New research using data from NASA's Gravity Recovery and Climate Experiment (GRACE), and the follow-up NASA/GFZ GRACE-FO mission, has confirmed this.
"In barely 100 years, human beings have altered the climate system to such a degree that we're seeing the impact on the very way the planet spins," study co-author Surendra Adhikari, a geophysicist at NASA's Jet Propulsion Laboratory, said in a NASA press release.
The GRACE and GRACE-FO missions both measured gravity anomalies. The amount of gravity that an orbiting satellite experiences at any moment is based on exactly how much mass is directly between it and the centre of the planet. For example, GRACE and GRACE-FO would experience a bit more gravitational pull when passing over the Rocky Mountains than they would over the middle of the Atlantic Ocean. The data from these missions was used to construct the highest resolution gravity map of our planet ever made.
The GRACE mission's gravity map of Earth. (NASA)
From this, scientists tracked the shifting of magma in the Earth's interior and the movement of groundwater through aquifers. Perhaps the most important result, though, measured how the melting of ice sheets, glaciers, and sea ice was altering the mass-balance of our planet.

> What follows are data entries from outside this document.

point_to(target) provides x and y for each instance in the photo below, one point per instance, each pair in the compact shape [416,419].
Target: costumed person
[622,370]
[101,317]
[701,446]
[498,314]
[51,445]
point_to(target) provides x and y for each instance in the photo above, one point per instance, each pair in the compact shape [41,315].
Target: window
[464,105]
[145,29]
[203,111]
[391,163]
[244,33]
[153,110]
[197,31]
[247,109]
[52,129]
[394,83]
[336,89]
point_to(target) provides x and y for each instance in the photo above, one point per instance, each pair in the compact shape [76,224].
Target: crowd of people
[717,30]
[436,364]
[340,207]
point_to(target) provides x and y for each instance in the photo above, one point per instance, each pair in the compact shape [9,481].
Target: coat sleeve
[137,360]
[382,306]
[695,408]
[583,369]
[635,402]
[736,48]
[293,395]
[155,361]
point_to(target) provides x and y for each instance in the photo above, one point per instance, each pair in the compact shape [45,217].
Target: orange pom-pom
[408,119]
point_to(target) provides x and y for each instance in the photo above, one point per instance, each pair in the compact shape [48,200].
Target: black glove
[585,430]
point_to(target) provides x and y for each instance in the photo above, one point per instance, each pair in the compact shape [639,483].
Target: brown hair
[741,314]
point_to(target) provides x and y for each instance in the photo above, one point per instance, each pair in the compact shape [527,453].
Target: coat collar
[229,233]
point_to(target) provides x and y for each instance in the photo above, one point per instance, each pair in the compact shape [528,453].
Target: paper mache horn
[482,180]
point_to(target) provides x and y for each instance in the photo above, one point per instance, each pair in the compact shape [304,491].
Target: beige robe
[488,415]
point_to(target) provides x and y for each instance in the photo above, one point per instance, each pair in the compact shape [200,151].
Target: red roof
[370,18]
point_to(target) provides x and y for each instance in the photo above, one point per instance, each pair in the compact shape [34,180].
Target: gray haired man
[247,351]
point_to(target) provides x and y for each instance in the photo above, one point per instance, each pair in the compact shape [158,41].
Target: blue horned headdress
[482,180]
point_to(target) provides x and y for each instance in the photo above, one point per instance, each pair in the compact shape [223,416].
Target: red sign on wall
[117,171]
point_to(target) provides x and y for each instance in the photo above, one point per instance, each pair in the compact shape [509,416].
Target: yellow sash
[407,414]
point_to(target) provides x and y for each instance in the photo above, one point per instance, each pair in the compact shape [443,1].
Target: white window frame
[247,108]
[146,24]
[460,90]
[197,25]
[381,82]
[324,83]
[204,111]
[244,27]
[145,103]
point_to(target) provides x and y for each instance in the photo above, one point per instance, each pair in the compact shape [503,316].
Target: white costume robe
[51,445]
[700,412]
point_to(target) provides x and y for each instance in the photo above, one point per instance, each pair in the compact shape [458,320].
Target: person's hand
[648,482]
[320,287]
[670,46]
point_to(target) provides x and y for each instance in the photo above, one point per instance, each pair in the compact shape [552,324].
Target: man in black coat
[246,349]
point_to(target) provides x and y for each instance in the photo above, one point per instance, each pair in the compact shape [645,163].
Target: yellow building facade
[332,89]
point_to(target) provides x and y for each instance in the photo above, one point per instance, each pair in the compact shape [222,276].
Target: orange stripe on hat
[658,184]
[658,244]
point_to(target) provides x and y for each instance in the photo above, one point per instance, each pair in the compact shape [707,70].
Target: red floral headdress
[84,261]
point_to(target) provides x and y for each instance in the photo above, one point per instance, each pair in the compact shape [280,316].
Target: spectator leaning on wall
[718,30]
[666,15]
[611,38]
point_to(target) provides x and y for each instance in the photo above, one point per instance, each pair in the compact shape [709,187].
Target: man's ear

In this new study, data from GRACE and GRACE-FO was combined with measurements taken throughout the 20th century. This allowed the researchers to relate the movement of mass due to groundwater and melting ice to the variations in the length of our days, from the year 1900 through until 2018.
For the 100 years between 1900 and 2000, they found that the rate at which Earth's days grew longer due to the loss of ice and shifting of water ranged between 0.3 to 1.0 milliseconds per century.
However, after the year 2000 — at the same time that the world was seeing an increase in the rate of ice loss from polar regions — the rate of change in the length of Earth's day jumped up to 1.33 milliseconds per century.
These changes in Earth's rotation, and thus the length of our day, can accumulated to the point where we need to add extra time to our clock, via a 'leap second'. They can also impact the function of GPS satellites and even space missions to other planets.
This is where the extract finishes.